For every score, we report your percentile compared to people of the same gender and orientation in your area! That gives you a good idea of what that Hot Fling score of “5” means. That 5 might not sound impressive, but if it puts you in the 90th percentile, that might be something to brag about on Facebook.
Even though it’s technically impossible to score in the 100th percentile (you can’t score better than 100% of the population because you are in the population), we defined it so you can to stay consistent with other scoring. Rejoice!
Match Scores
Nanaya is the first service that finds match scores between you and groups of people – not just specific people. For instance, we rank how compatible each US state is to you – each with a match score. If you log in with Facebook, you’ll have a chance to see how you match romantically and socially with people on your friends list.
These are calculated with a special distance formula – much like how folks at OkCupid and eHarmony calculate the same thing. The figure below gives you a rough idea of how it’s done. If there’s some imaginary plane of all possible traits and values, you are assigned a point, think like (x,y) from Algebra I, as a single individual. We have come up with a way to assign a single point for groups of many different people – and each group assigned a point accordingly. We simply look to see who’s closest! Below, Group C would score highest because it’s the closest to you in traits and values. Group D scores lowest because it is the furthest. Our calculations are far more complicated that this, but this the general principle.

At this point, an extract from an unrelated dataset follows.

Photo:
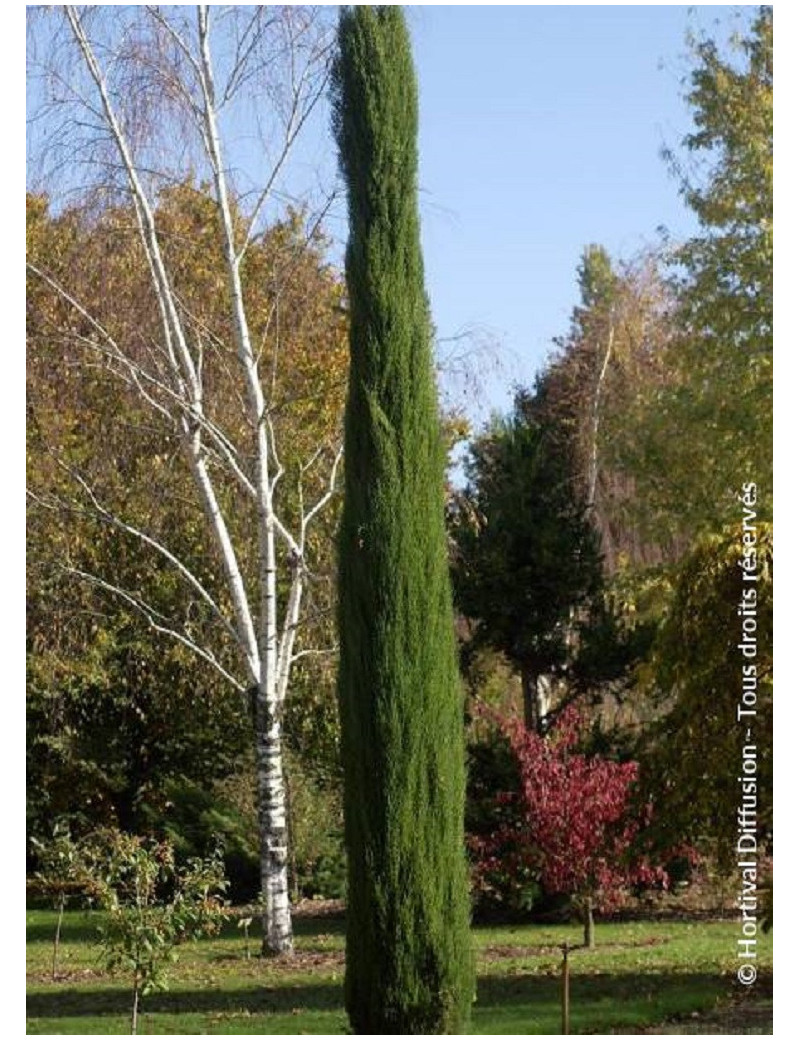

*For the first 10,000 users, the maximum scores for every set of matches (i.e. US states, job types, Facebook friends) will be set at 100 artificially. So Group C would be assigned a match score of 100, even though it is possible to get closer to your point.
Odds & Ends
Names for scores are subject to change. Even though we’re close to done, we’ve been putting a lot more work into the algorithm and the site than branding!
*Warning: math discussion. If you’ve been scratching your head over all those asterisks, it’s because we’re cursed…cursed by dimensionality. Specifically, the report and match scores and are calculated over enough dimensions that it becomes increasingly difficult to really know how much of these highly dimensional, continuous spaces are sensibly occupiable. Solution #1 is to use the boundary condition on all the inputs – but this is a really big parametric space and it actually isn’t clear what edge conditions are. Moreover that input parameter space is about equal in size to the space of Nanaya algorithm-derived report scores and well above the dimensionality of personality and match scores. Minimally, we can get some idea but it’s a very rough approximation. We’re currently checking boundary conditions in our testing which is why scores ought to converge to less than 10 but we don’t expect that to actually happen. Otherwise, Solution #2 is to let reality dictate the solution – let users fill the space so we can analyze it and see what’s occupied. This will obviously be something we tweak in time, but it will cause scores to vary in time for the first few ten thousands of users.